Question by Student 201327557
Sir, I got question about Design problem #3 just for curious. In class you mentioned APU that located on tail wing. I searched internet but I couldn't find anything about APU. What is APU and Why does airplane need APU??
04.26.16
You can read about it here:
https://en.wikipedia.org/wiki/Auxiliary_power_unit
Question by Student 201327557
Professor I have another question about fin efficiency. In my lecture note that derived fins assumptions are steady state, k constant, h constant, 1-dimensional heat transfer in x axis and t$\gg$w. I do not know why t$\gg$w is needed.
I do not understand your question.. I don't think I mentioned that $t\gg w$.. Your questions don't sound genuine or are badly formulated. To give you more time to ask a proper question, I set the minimum interval between questions per student to 2 days.
The bonus boost has been added to the scoresheet for the midterm bonus. Check if it has been added correctly.
Question by Student 201227135
Hello, I have a question about Heat generation in cylinder that learned few weeks ago. While solving the Heat equation start with $$\frac{\partial}{\partial t}(\rho c T)=\frac{1}{r}\frac{\partial}{\partial r}(kr\frac{\partial T}{\partial r})+S$$ I found the note that $$(q_{in})_{rad}= \sigma\epsilon A_{r=r_o}({T_w}^4-{T_s}^4)$$ from radiation H-T in large room. As I know that radiation H-T is heat flux going out of body, but in my note $(q_{in})_{rad}$. Why is the q going in? Thank you.
04.27.16
The equation that you outline is correct. Here $(q_{\rm in})_{\rm rad}$ refers to the heat transfer by radiation going into the surface of the body from the room walls.

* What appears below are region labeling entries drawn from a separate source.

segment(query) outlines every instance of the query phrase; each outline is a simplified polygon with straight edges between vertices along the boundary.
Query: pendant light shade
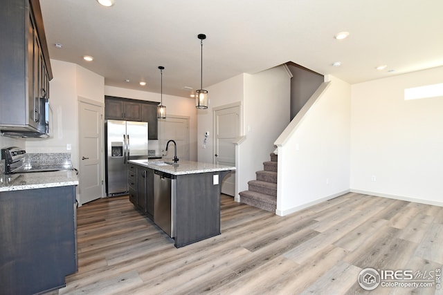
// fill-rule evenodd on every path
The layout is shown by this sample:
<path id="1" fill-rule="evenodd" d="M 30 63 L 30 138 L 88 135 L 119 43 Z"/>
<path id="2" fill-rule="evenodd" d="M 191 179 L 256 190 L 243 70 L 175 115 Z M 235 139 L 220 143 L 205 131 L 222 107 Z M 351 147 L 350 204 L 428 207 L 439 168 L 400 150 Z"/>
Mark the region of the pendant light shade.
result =
<path id="1" fill-rule="evenodd" d="M 197 108 L 208 108 L 208 91 L 203 88 L 203 40 L 206 39 L 204 34 L 199 34 L 201 46 L 201 68 L 200 70 L 200 89 L 195 91 L 195 107 Z"/>
<path id="2" fill-rule="evenodd" d="M 166 106 L 163 106 L 163 70 L 164 66 L 160 66 L 160 105 L 157 106 L 157 117 L 159 119 L 166 118 Z"/>

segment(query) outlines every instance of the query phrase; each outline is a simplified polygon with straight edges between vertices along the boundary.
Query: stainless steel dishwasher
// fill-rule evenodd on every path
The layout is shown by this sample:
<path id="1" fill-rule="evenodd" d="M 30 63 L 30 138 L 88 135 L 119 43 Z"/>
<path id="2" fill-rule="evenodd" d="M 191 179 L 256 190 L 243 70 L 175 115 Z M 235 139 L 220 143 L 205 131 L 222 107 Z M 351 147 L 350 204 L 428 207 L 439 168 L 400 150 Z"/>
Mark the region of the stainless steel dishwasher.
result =
<path id="1" fill-rule="evenodd" d="M 174 238 L 174 202 L 175 175 L 154 171 L 154 222 L 169 236 Z"/>

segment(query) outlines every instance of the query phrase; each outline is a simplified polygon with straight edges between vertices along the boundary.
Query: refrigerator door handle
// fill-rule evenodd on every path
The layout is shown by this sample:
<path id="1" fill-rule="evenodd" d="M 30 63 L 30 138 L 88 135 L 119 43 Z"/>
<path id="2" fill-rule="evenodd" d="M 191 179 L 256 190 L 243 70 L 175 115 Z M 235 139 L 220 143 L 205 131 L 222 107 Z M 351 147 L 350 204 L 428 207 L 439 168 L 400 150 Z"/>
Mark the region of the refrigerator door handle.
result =
<path id="1" fill-rule="evenodd" d="M 127 137 L 127 160 L 129 160 L 129 135 L 128 134 L 127 135 L 126 135 Z"/>
<path id="2" fill-rule="evenodd" d="M 126 136 L 123 134 L 123 164 L 126 164 Z"/>

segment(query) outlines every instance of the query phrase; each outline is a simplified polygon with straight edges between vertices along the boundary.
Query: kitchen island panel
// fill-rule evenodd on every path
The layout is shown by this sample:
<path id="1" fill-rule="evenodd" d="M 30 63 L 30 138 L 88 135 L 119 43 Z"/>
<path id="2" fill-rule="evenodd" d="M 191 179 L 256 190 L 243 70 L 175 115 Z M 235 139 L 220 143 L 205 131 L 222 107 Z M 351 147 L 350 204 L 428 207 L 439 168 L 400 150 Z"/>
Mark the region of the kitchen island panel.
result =
<path id="1" fill-rule="evenodd" d="M 77 270 L 75 187 L 0 192 L 0 294 L 64 287 Z"/>
<path id="2" fill-rule="evenodd" d="M 230 171 L 185 174 L 177 178 L 175 247 L 220 234 L 222 180 Z M 218 184 L 214 184 L 214 175 Z"/>

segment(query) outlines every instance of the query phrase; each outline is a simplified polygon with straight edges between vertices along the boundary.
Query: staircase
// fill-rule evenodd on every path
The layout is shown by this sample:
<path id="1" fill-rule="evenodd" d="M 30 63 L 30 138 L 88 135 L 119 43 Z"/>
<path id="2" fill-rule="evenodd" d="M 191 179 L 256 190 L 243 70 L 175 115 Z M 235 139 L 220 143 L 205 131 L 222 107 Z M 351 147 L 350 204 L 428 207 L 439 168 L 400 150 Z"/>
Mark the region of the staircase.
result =
<path id="1" fill-rule="evenodd" d="M 263 162 L 264 170 L 255 172 L 255 180 L 248 182 L 249 190 L 240 192 L 240 202 L 271 212 L 277 208 L 277 155 Z"/>

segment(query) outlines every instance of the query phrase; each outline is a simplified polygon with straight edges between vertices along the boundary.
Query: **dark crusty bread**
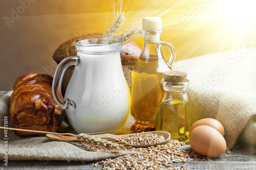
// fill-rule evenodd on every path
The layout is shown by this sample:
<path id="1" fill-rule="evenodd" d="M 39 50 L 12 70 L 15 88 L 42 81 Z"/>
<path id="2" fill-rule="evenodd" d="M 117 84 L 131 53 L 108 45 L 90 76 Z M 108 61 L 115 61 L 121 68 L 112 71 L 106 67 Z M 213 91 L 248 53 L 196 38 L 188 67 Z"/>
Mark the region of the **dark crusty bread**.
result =
<path id="1" fill-rule="evenodd" d="M 76 42 L 84 39 L 101 37 L 103 33 L 92 33 L 73 38 L 61 44 L 55 51 L 53 56 L 53 59 L 59 64 L 63 59 L 71 56 L 76 56 L 77 52 L 75 44 Z M 139 58 L 141 50 L 133 42 L 130 42 L 122 46 L 120 52 L 121 62 L 124 76 L 131 86 L 131 68 Z M 74 70 L 74 66 L 68 68 L 64 75 L 62 82 L 62 90 L 64 93 L 69 82 Z"/>
<path id="2" fill-rule="evenodd" d="M 29 74 L 18 78 L 11 96 L 10 114 L 13 128 L 58 132 L 63 115 L 53 99 L 52 78 Z M 15 131 L 18 136 L 42 136 L 42 133 Z"/>

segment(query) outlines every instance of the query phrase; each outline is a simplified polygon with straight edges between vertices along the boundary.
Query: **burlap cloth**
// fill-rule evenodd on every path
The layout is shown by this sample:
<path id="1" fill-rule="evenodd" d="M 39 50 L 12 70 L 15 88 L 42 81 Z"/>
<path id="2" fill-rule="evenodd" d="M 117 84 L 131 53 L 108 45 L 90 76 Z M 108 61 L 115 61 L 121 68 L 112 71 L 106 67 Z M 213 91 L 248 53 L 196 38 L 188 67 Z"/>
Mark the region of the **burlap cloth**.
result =
<path id="1" fill-rule="evenodd" d="M 241 140 L 256 144 L 256 48 L 214 54 L 176 62 L 173 70 L 186 72 L 193 122 L 205 117 L 219 120 L 223 125 L 228 148 Z M 9 92 L 0 99 L 0 126 L 9 115 Z M 129 130 L 134 119 L 131 115 L 124 127 Z M 75 133 L 65 119 L 61 132 Z M 90 161 L 115 157 L 124 152 L 91 152 L 79 143 L 51 141 L 45 137 L 21 137 L 8 131 L 8 139 L 0 130 L 0 157 L 8 160 L 50 160 Z"/>

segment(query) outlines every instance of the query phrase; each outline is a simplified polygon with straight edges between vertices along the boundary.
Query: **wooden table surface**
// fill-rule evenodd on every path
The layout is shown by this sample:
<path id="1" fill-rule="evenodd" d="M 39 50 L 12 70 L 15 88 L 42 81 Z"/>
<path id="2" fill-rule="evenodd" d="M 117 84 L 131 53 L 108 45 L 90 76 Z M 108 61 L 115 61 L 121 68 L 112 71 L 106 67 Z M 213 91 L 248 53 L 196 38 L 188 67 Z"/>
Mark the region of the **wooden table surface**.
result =
<path id="1" fill-rule="evenodd" d="M 6 91 L 0 91 L 0 96 Z M 183 165 L 190 169 L 256 169 L 256 146 L 238 141 L 230 150 L 231 154 L 212 158 L 211 162 L 187 161 L 174 163 L 172 167 Z M 75 162 L 49 160 L 9 161 L 8 166 L 0 164 L 0 169 L 101 169 L 103 166 L 95 167 L 95 162 Z"/>

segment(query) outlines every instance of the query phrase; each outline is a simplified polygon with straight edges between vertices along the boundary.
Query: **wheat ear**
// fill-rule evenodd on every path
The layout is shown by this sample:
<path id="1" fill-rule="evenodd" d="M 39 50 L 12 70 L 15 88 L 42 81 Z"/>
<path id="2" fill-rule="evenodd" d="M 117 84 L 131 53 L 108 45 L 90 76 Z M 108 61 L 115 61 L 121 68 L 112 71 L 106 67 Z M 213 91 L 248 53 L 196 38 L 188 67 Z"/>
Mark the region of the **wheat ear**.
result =
<path id="1" fill-rule="evenodd" d="M 98 145 L 104 148 L 116 150 L 126 150 L 126 148 L 123 145 L 116 143 L 108 140 L 102 140 L 94 136 L 88 135 L 84 133 L 80 133 L 76 135 L 76 138 L 83 142 L 89 144 Z"/>
<path id="2" fill-rule="evenodd" d="M 114 22 L 111 25 L 111 27 L 108 29 L 105 36 L 115 35 L 116 33 L 122 27 L 124 19 L 124 13 L 119 13 Z"/>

Thus, it will be positive (going in the body) if $T_w>T_s$ and negative (coming out of the body) if $T_w<T_s$. I'll give you 1 point bonus boost for the question. Not a bad question but it's not clear what confused you.
Question by Student 201027112
Professeur, I have a question about derivation of power in couette flow. For derivation of power, consider fluid element which is located on top surface. Force will be needed, and that will be the friction force at y=H. Multiply the area to the shear stress ($\tau_{yx}$), friction force can be determined. You taught that area is in xz plane because we think about the shear strees ($\tau_{yx}$) in upper surface of fluid element. I wonder about this point. Why $\tau_{yz}$ is neglected? Because multiplied area is in xz plane, I think it means that this problem regarded as the 3-Dimensional problem. Thus $\tau_{yz}$ should be also considered. Am I wrong or misunderstand something? I'll wait your answer. Thank you. :)
You are right that $\tau_{yz}$ should be considered for the general case. But in this case, the power is equal to the dot product of the velocity vector and the force vector applied on the $xz$ top surface. Because the problem is 2D there is no contribution to the power coming from $\tau_{yz} \cdot \vec{v}_z$ because $\vec{v}_z=0$. Plus, $\tau_{yz}$ is also zero here because $\tau_{yz}=\mu \partial \vec{v}_z/\partial y$ and $\vec{v}_z$ is zero everywhere. I'll give you 1.5 points bonus boost for this question.
Question by Student 201227127
I have a qustion. In cylinder, we use boundary condition $\frac{dT}{dr}=0$. But when we find shape factor of sphere, we didn't consider boundary condition $\frac{dT}{dr}=0$. Why we didn't consider this boundary condition in this problem??
You are confusing two different situations. The shape factor for the sphere was derived for the matter in between the sphere and infinity, not for the matter inside the sphere. Thus, we can not apply $dT/dr=0$ at $r=0$ because the integral goes from $r=R$ to $r=\infty$, and can not be applied at $r=0$. I'll give you 1.5 point for the question.
Question by Student 201427130
When i study radiation H-T occurs without any gas, fluid. But it doesn't mean that radiation doesn't occur between solid and gas. However when i solve assignment #1 q#2, i neglect rad H-T with air. Otherwise i used rad H-T with wall. Can i do that at another problem? I confused.
Yes you are right: radiation heat transfer can occur between a gas and a solid, or between a gas region and another gas region. However, calculations involving radiation heat transfer to and from gases are difficult and beyond the scope of this course. So we neglect those. I'll give you 1.5 points bonus boost here. I would have given more if your question would be free of obvious typos and spelling mistakes.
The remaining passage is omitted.